Rules acc. to Health Canada [Outliers]

posted by Helmut Homepage – Vienna, Austria, 2019-02-05 16:04 (1878 d 01:36 ago) – Posting: # 19867
Views: 8,025

Dear all,

I’m struggling in understanding HC’s rules. The current guidance states:

2.3.5 Outlier consideration
Comparative bioavailability studies are small studies compared to other clinical trials. One or two extreme values could have a large effect on the inference to be made from these small studies. The usual parametric assumptions and estimation are not robust against extreme values.

Specific procedures to identify and account for outliers should be pre-specified in the protocol. No more than 5% of the subjects may be considered to be outliers, unless there are 20 or fewer subjects, in which case only 1 subject may be removed. Any protocol for handling outliers should be followed before the results of the analysis are summarised into confidence intervals (i.e., regardless of whether results meet the standard, the outlier protocol should be followed).

The protocol for handling outliers should include the following.

  1. The observation(s) should be identified by an outlier test. It is recommended that a simple outlier test, such as a studentised residual being greater than 3, be used.
  2. The observation(s) should be outside the range of all the other observations regardless of formulation. In other words, the procedure should only identify observations which are very different from all others collected.
  3. The subject in question should be identified as an outlier for all parameters, for either the test or reference product, upon which the bioequivalence decision is to be based. Parameters of interest are usually an AUC and Cmax measure, but in some instances other parameters are required.
I’m fine with the introduction and the first two procedures. The third one gives me headaches. What is meant by “The subject in question should be identified as an outlier for all parameters?

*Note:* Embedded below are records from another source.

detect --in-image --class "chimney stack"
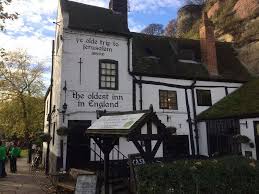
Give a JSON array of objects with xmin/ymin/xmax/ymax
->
[
  {"xmin": 200, "ymin": 12, "xmax": 219, "ymax": 76},
  {"xmin": 109, "ymin": 0, "xmax": 128, "ymax": 23}
]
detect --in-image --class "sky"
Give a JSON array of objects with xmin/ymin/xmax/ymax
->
[{"xmin": 0, "ymin": 0, "xmax": 183, "ymax": 85}]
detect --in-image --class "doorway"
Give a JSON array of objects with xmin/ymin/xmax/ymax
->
[
  {"xmin": 67, "ymin": 120, "xmax": 91, "ymax": 169},
  {"xmin": 254, "ymin": 121, "xmax": 259, "ymax": 160}
]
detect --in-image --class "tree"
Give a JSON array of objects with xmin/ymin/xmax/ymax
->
[
  {"xmin": 165, "ymin": 19, "xmax": 177, "ymax": 37},
  {"xmin": 0, "ymin": 0, "xmax": 18, "ymax": 31},
  {"xmin": 185, "ymin": 0, "xmax": 207, "ymax": 5},
  {"xmin": 0, "ymin": 51, "xmax": 45, "ymax": 140},
  {"xmin": 141, "ymin": 24, "xmax": 164, "ymax": 36}
]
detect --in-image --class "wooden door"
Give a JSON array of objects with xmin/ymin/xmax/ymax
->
[
  {"xmin": 67, "ymin": 120, "xmax": 91, "ymax": 169},
  {"xmin": 254, "ymin": 121, "xmax": 259, "ymax": 160}
]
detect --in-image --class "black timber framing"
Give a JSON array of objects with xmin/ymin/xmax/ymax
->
[{"xmin": 86, "ymin": 105, "xmax": 166, "ymax": 194}]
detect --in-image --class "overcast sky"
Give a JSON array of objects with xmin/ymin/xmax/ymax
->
[{"xmin": 0, "ymin": 0, "xmax": 182, "ymax": 84}]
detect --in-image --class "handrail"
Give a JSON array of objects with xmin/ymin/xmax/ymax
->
[
  {"xmin": 86, "ymin": 144, "xmax": 104, "ymax": 161},
  {"xmin": 113, "ymin": 147, "xmax": 128, "ymax": 160}
]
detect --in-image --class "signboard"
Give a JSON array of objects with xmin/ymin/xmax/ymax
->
[
  {"xmin": 129, "ymin": 154, "xmax": 146, "ymax": 167},
  {"xmin": 89, "ymin": 113, "xmax": 145, "ymax": 129},
  {"xmin": 75, "ymin": 175, "xmax": 97, "ymax": 194},
  {"xmin": 68, "ymin": 90, "xmax": 131, "ymax": 111}
]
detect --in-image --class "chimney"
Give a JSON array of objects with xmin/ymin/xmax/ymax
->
[
  {"xmin": 200, "ymin": 12, "xmax": 219, "ymax": 76},
  {"xmin": 109, "ymin": 0, "xmax": 128, "ymax": 23}
]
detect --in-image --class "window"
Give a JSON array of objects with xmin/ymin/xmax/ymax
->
[
  {"xmin": 99, "ymin": 60, "xmax": 118, "ymax": 90},
  {"xmin": 52, "ymin": 123, "xmax": 56, "ymax": 146},
  {"xmin": 196, "ymin": 90, "xmax": 212, "ymax": 106},
  {"xmin": 159, "ymin": 90, "xmax": 178, "ymax": 110}
]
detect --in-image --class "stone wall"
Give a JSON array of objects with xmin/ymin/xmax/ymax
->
[{"xmin": 234, "ymin": 0, "xmax": 259, "ymax": 19}]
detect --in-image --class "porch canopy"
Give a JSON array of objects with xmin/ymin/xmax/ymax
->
[{"xmin": 86, "ymin": 106, "xmax": 166, "ymax": 194}]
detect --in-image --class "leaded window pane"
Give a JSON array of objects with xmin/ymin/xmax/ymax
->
[{"xmin": 159, "ymin": 90, "xmax": 178, "ymax": 110}]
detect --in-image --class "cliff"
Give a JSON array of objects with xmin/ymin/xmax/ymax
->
[{"xmin": 177, "ymin": 0, "xmax": 259, "ymax": 74}]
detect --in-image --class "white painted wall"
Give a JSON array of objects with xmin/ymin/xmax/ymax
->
[
  {"xmin": 240, "ymin": 118, "xmax": 259, "ymax": 159},
  {"xmin": 198, "ymin": 122, "xmax": 209, "ymax": 156}
]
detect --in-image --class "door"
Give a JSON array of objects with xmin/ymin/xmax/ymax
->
[
  {"xmin": 67, "ymin": 120, "xmax": 91, "ymax": 169},
  {"xmin": 254, "ymin": 121, "xmax": 259, "ymax": 160},
  {"xmin": 166, "ymin": 135, "xmax": 190, "ymax": 159}
]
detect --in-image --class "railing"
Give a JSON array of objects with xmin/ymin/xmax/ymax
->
[{"xmin": 113, "ymin": 147, "xmax": 128, "ymax": 160}]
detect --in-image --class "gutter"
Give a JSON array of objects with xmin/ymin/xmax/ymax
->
[
  {"xmin": 45, "ymin": 40, "xmax": 55, "ymax": 174},
  {"xmin": 190, "ymin": 80, "xmax": 200, "ymax": 156}
]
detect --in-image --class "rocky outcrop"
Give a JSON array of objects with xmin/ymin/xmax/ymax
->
[
  {"xmin": 176, "ymin": 5, "xmax": 202, "ymax": 37},
  {"xmin": 233, "ymin": 0, "xmax": 259, "ymax": 19},
  {"xmin": 177, "ymin": 0, "xmax": 259, "ymax": 75}
]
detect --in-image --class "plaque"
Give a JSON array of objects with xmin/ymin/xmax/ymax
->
[{"xmin": 75, "ymin": 175, "xmax": 97, "ymax": 194}]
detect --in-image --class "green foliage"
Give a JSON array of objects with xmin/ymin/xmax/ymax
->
[
  {"xmin": 137, "ymin": 156, "xmax": 259, "ymax": 194},
  {"xmin": 0, "ymin": 0, "xmax": 18, "ymax": 30}
]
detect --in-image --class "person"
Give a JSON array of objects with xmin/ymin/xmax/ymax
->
[
  {"xmin": 0, "ymin": 140, "xmax": 7, "ymax": 178},
  {"xmin": 10, "ymin": 142, "xmax": 20, "ymax": 173}
]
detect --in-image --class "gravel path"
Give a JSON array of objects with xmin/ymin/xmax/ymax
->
[{"xmin": 0, "ymin": 158, "xmax": 55, "ymax": 194}]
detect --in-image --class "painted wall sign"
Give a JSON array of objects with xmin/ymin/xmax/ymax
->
[
  {"xmin": 89, "ymin": 113, "xmax": 144, "ymax": 129},
  {"xmin": 68, "ymin": 90, "xmax": 131, "ymax": 110},
  {"xmin": 75, "ymin": 37, "xmax": 120, "ymax": 56},
  {"xmin": 75, "ymin": 175, "xmax": 97, "ymax": 194}
]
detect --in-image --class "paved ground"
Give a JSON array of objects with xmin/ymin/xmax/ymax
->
[{"xmin": 0, "ymin": 159, "xmax": 54, "ymax": 194}]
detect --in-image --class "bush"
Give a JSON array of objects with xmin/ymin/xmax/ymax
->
[{"xmin": 136, "ymin": 156, "xmax": 259, "ymax": 194}]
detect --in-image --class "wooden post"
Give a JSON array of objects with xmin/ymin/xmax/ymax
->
[{"xmin": 104, "ymin": 152, "xmax": 110, "ymax": 194}]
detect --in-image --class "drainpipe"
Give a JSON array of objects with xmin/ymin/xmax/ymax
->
[
  {"xmin": 185, "ymin": 89, "xmax": 195, "ymax": 156},
  {"xmin": 45, "ymin": 40, "xmax": 55, "ymax": 174},
  {"xmin": 191, "ymin": 80, "xmax": 200, "ymax": 156},
  {"xmin": 127, "ymin": 37, "xmax": 137, "ymax": 111}
]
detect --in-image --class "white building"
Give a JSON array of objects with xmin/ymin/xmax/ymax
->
[{"xmin": 44, "ymin": 0, "xmax": 254, "ymax": 171}]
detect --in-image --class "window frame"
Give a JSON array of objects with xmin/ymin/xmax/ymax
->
[
  {"xmin": 159, "ymin": 90, "xmax": 178, "ymax": 110},
  {"xmin": 196, "ymin": 89, "xmax": 212, "ymax": 106},
  {"xmin": 99, "ymin": 59, "xmax": 119, "ymax": 90}
]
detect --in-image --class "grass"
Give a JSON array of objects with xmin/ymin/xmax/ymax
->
[{"xmin": 21, "ymin": 149, "xmax": 28, "ymax": 158}]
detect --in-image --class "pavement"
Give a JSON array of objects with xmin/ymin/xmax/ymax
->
[{"xmin": 0, "ymin": 158, "xmax": 55, "ymax": 194}]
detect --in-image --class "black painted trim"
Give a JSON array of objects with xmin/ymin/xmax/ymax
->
[
  {"xmin": 197, "ymin": 113, "xmax": 259, "ymax": 122},
  {"xmin": 133, "ymin": 72, "xmax": 248, "ymax": 83},
  {"xmin": 158, "ymin": 90, "xmax": 178, "ymax": 110},
  {"xmin": 196, "ymin": 89, "xmax": 212, "ymax": 106},
  {"xmin": 99, "ymin": 59, "xmax": 119, "ymax": 90}
]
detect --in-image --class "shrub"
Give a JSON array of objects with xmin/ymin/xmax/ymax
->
[{"xmin": 136, "ymin": 156, "xmax": 259, "ymax": 194}]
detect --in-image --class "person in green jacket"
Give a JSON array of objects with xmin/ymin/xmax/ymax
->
[
  {"xmin": 0, "ymin": 140, "xmax": 6, "ymax": 178},
  {"xmin": 10, "ymin": 142, "xmax": 20, "ymax": 173}
]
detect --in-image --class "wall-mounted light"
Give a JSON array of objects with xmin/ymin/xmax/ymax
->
[{"xmin": 240, "ymin": 121, "xmax": 248, "ymax": 129}]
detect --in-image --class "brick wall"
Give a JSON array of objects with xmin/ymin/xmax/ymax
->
[
  {"xmin": 208, "ymin": 0, "xmax": 226, "ymax": 18},
  {"xmin": 234, "ymin": 0, "xmax": 259, "ymax": 19}
]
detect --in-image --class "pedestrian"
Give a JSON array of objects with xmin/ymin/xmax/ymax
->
[
  {"xmin": 0, "ymin": 140, "xmax": 7, "ymax": 178},
  {"xmin": 10, "ymin": 142, "xmax": 20, "ymax": 173}
]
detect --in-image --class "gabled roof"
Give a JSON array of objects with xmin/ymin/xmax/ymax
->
[
  {"xmin": 198, "ymin": 78, "xmax": 259, "ymax": 120},
  {"xmin": 86, "ymin": 110, "xmax": 166, "ymax": 138},
  {"xmin": 62, "ymin": 0, "xmax": 129, "ymax": 35},
  {"xmin": 132, "ymin": 33, "xmax": 250, "ymax": 82}
]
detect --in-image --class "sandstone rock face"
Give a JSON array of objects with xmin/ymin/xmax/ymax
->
[
  {"xmin": 208, "ymin": 0, "xmax": 226, "ymax": 18},
  {"xmin": 176, "ymin": 5, "xmax": 202, "ymax": 37},
  {"xmin": 234, "ymin": 0, "xmax": 259, "ymax": 19},
  {"xmin": 237, "ymin": 41, "xmax": 259, "ymax": 75}
]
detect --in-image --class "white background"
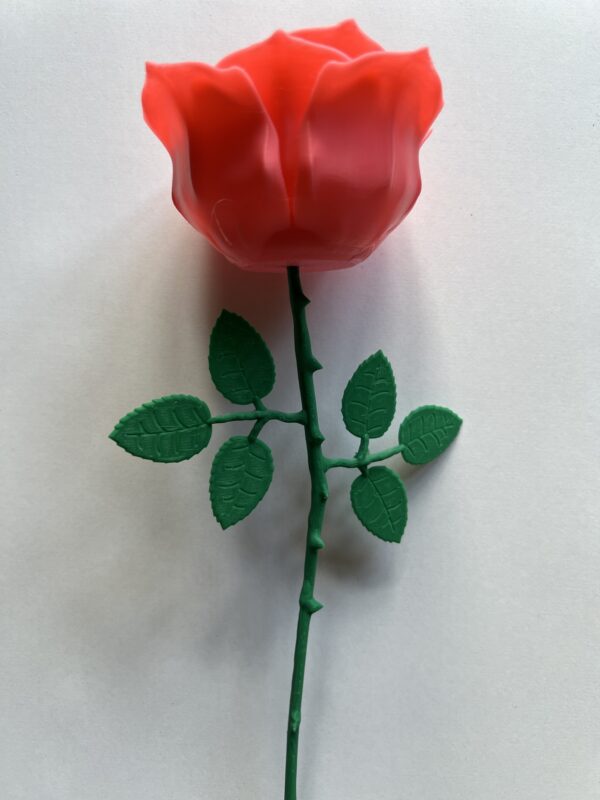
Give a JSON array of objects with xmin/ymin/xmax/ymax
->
[{"xmin": 0, "ymin": 0, "xmax": 600, "ymax": 800}]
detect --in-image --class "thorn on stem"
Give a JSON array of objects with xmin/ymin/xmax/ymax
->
[{"xmin": 310, "ymin": 531, "xmax": 325, "ymax": 550}]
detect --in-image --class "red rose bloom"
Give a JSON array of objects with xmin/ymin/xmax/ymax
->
[{"xmin": 142, "ymin": 20, "xmax": 442, "ymax": 270}]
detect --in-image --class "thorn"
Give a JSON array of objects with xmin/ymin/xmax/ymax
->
[
  {"xmin": 290, "ymin": 711, "xmax": 300, "ymax": 733},
  {"xmin": 300, "ymin": 582, "xmax": 323, "ymax": 614},
  {"xmin": 309, "ymin": 531, "xmax": 325, "ymax": 550}
]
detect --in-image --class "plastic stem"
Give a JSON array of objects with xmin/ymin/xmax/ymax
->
[
  {"xmin": 208, "ymin": 408, "xmax": 305, "ymax": 425},
  {"xmin": 325, "ymin": 444, "xmax": 406, "ymax": 470},
  {"xmin": 285, "ymin": 267, "xmax": 328, "ymax": 800}
]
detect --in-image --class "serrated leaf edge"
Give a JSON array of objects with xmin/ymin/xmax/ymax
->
[
  {"xmin": 108, "ymin": 394, "xmax": 212, "ymax": 464},
  {"xmin": 398, "ymin": 404, "xmax": 463, "ymax": 467},
  {"xmin": 341, "ymin": 348, "xmax": 398, "ymax": 439},
  {"xmin": 350, "ymin": 467, "xmax": 408, "ymax": 544},
  {"xmin": 208, "ymin": 308, "xmax": 277, "ymax": 406},
  {"xmin": 208, "ymin": 435, "xmax": 275, "ymax": 530}
]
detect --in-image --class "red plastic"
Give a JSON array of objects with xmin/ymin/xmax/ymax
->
[{"xmin": 142, "ymin": 20, "xmax": 442, "ymax": 270}]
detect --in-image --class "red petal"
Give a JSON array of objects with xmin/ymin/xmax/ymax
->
[
  {"xmin": 295, "ymin": 50, "xmax": 442, "ymax": 260},
  {"xmin": 291, "ymin": 19, "xmax": 383, "ymax": 58},
  {"xmin": 218, "ymin": 31, "xmax": 347, "ymax": 195},
  {"xmin": 142, "ymin": 63, "xmax": 289, "ymax": 265}
]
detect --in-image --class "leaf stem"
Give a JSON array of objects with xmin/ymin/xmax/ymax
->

It is not uncommon that one PK metric shows extreme values but not others. Is it really meant that in such a case the outlier cannot be excluded?

Background: I have a pilot study on my desk where 4 PK metrics are agreed upon with HC as primary (Cmax, AUC0–t, and two partial AUCs) for the pivotal study. One subject showed for the first pAUC a T/R-ratio of 6.993 (!) with a studentized residual of –7.198. Studentized residuals of the other metrics are fine. OK, it’s a pilot study. Would already pass BE with flying colors for 3 metrics but the upper 90% CI for the first pAUC is 156.4% (CV 50.1%). After exluding the subject the CV would decrease to 22.1%. Do I understand the guidance correctly: I’m not allowed to exclude the pAUC of the outlying subject cause the other metrics are fine?
:confused: in writing the protocol of the pivotal study.